La triste historia de Agustín Luengo y su ‘corte’

Desde hace 142 años, el Museo Nacional de Antropología expone los esqueletos de seres humanos adquiridos por un médico que prefirió ser enterrado en un cementerio y no formar parte de su colección

Vicente G. Olaya
Daguerotipo de Agustín Luengo, acompañado de su madre y de un hombre al que algunos identifican como Alfonso XII.
Daguerotipo de Agustín Luengo, acompañado de su madre y de un hombre al que algunos identifican como Alfonso XII.

El edificio engaña: parece un museo, pero es una enorme tumba. El Museo Nacional de Antropología, además de mostrar colecciones etnológicas de diversas culturas del planeta, esconde además un gigantesco y triste cenotafio en pleno centro de Madrid.

En un lateral del inmueble, asemejando el gabinete de un científico de finales del siglo XIX, se alza la reproducción en yeso del cuerpo de un joven de 2,35 metros de altura; y junto a ella, un féretro de tapa transparente donde reposa su descomunal osamenta. Son los restos de Agustín Luengo Capilla, el conocido como Gigante extremeño, un pobre hombre que falleció a los 26 años, en 1875, tras una vida repleta de dolores insufribles y la pérdida constante de la visión.

Luengo nació en Puebla de Alcocer (Badajoz) y de su historia se conoce muy poco; y, de lo que se sabe, todo está envuelto en una nebulosa de hechos más o menos ciertos que unos historiadores confirman y otros desmienten con la misma contundencia y rapidez.

Lo que sí parece seguro es que a los doce años, el niño Agustín comenzó a ser exhibido en los circos hasta que el rey Alfonso XII, atraído por nuestro particular Hombre Elefante, quiso conocerlo. El monarca se hizo una foto con él y le regaló un par de descomunales botas. Saltó así a la fama y llegó a Madrid acompañado de su madre, que buscaba desesperadamente un remedio para la desgracia de su pequeño, la acromegalia.

Por aquel tiempo, Pedro González Velasco, afamado médico y antropólogo de la Villa y Corte, estaba iniciando una colección que con el paso de los años sería el germen del futuro Museo de Etnología. Cuando supo de la existencia de Luengo le propuso un curioso acuerdo: le mantendría de por vida a cambio de que le cediese su cuerpo al morir. El joven gigante accedió, pero la tuberculosis logró que el pacto fuera breve. Con el contrato en la mano, González se llevó el cuerpo de Luengo del depósito de cadáveres y lo roció con ácido sulfúrico para arrancarle la carne lo antes posible. El Gigante extremeño ya era parte de su colección permanente.

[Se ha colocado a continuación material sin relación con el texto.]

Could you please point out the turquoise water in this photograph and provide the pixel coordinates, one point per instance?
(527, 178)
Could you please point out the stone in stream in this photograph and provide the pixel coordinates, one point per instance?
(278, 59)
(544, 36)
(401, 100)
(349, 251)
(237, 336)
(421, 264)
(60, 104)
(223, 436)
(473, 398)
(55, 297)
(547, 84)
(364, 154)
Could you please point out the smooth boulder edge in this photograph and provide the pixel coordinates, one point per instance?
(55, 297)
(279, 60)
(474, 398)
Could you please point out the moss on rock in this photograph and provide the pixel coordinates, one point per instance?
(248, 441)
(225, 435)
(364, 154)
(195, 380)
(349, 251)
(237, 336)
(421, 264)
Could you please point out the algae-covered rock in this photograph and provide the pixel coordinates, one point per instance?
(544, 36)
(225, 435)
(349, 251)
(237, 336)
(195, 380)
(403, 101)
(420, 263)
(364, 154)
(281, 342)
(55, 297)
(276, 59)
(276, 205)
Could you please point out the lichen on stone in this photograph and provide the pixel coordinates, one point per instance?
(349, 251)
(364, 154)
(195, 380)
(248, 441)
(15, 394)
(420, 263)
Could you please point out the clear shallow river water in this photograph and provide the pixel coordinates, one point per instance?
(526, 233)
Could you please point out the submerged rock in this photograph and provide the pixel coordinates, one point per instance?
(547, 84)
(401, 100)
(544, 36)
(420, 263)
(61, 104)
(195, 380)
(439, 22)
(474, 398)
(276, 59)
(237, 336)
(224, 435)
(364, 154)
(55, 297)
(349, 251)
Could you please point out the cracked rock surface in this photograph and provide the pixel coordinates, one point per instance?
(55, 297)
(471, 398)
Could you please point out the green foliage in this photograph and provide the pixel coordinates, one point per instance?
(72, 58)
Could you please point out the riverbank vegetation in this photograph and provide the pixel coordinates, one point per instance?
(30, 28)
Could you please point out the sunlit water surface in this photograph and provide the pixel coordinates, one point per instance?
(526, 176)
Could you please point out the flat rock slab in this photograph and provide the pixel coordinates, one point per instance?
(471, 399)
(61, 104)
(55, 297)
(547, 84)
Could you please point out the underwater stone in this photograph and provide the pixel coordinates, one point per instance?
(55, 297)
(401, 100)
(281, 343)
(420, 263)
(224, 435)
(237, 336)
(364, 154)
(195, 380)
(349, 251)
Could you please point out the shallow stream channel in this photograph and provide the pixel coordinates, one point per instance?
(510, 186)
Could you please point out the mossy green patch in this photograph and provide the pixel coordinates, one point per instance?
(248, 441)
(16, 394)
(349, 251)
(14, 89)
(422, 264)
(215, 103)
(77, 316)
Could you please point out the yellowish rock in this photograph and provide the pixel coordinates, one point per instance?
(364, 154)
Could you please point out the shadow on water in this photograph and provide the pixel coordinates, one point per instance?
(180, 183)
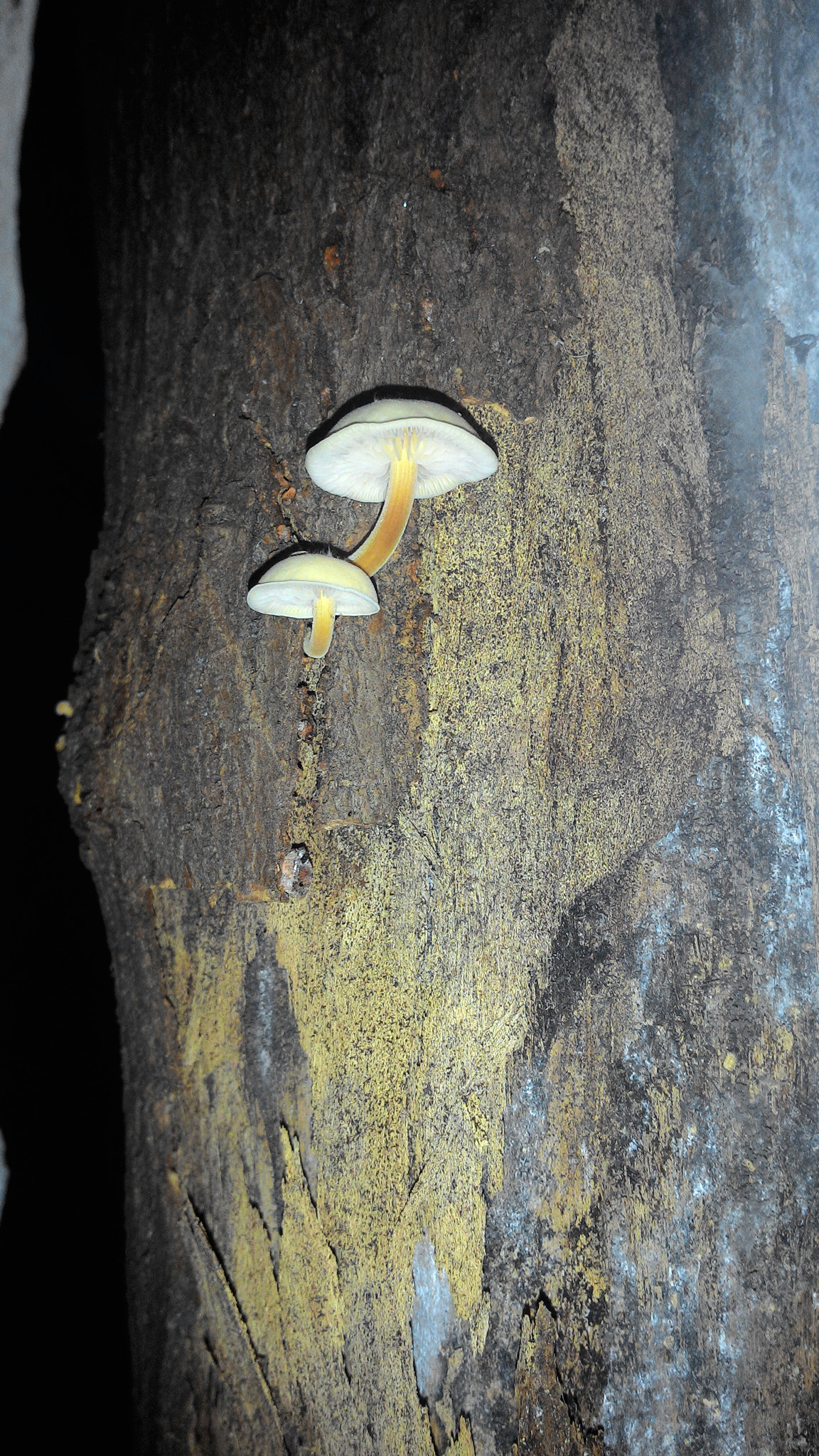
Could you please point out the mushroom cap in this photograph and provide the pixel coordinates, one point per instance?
(355, 458)
(290, 587)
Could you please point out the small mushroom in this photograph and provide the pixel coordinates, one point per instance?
(392, 450)
(308, 584)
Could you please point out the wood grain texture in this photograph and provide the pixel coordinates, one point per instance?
(523, 1004)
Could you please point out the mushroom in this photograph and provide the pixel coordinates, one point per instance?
(392, 450)
(308, 584)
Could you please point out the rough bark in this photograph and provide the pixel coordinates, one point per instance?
(493, 1125)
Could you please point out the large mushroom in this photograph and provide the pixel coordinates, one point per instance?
(309, 584)
(394, 450)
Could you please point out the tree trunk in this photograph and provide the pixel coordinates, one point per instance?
(465, 976)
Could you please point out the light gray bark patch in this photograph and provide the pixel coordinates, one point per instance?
(277, 1069)
(433, 1324)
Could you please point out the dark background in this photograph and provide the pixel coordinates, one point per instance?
(62, 1235)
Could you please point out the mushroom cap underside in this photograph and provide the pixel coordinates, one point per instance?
(290, 587)
(355, 458)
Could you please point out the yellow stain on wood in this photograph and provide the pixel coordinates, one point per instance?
(412, 979)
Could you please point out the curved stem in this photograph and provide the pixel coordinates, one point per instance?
(319, 638)
(390, 528)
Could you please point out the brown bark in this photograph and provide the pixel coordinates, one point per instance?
(464, 1066)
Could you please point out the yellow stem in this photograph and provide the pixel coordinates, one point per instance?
(324, 621)
(390, 528)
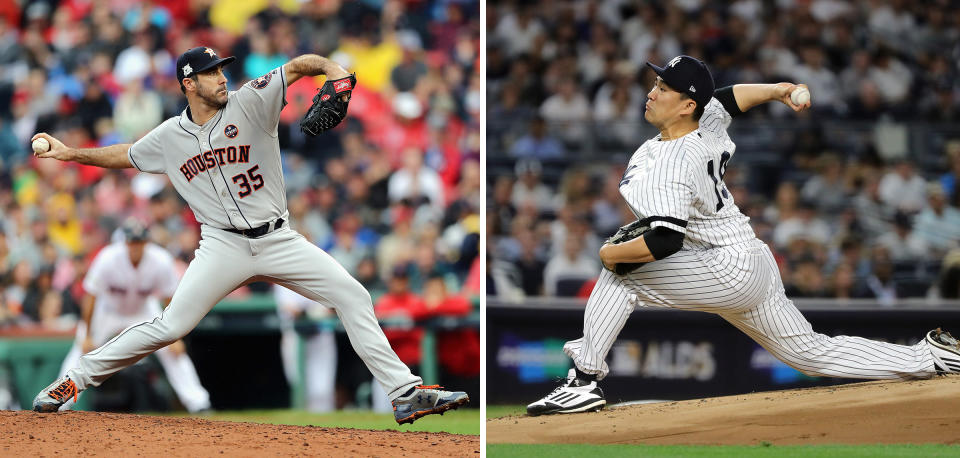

Desde hace casi siglo y medio, el cuerpo de don Agustín Luengo Capilla permanece expuesto al público, como cuando se exhibía en los circos, pero ahora rodeado, literalmente, de calaveras de otros desgraciados sin nombre, esqueletos de monos o de seres humanos ignotos, el busto de un pirata chino decapitado y la momia guanche de una mujer desnuda.

La triste sala funeraria la preside el busto en mármol de Pedro González Velasco que, en cambio, prefirió no formar parte de su propia colección de monstruos y pidió ser enterrado en lugar sagrado (su lápida incluye los nombres de su mujer y de su hija, a la que por cierto también embalsamó y expuso vestida de novia). De esta manera, el médico rechazó formar parte del destino científico que había decidido para su gigante y para la corte de desgraciados que le acompañan desde hace 142 años en un céntrico edificio de Madrid.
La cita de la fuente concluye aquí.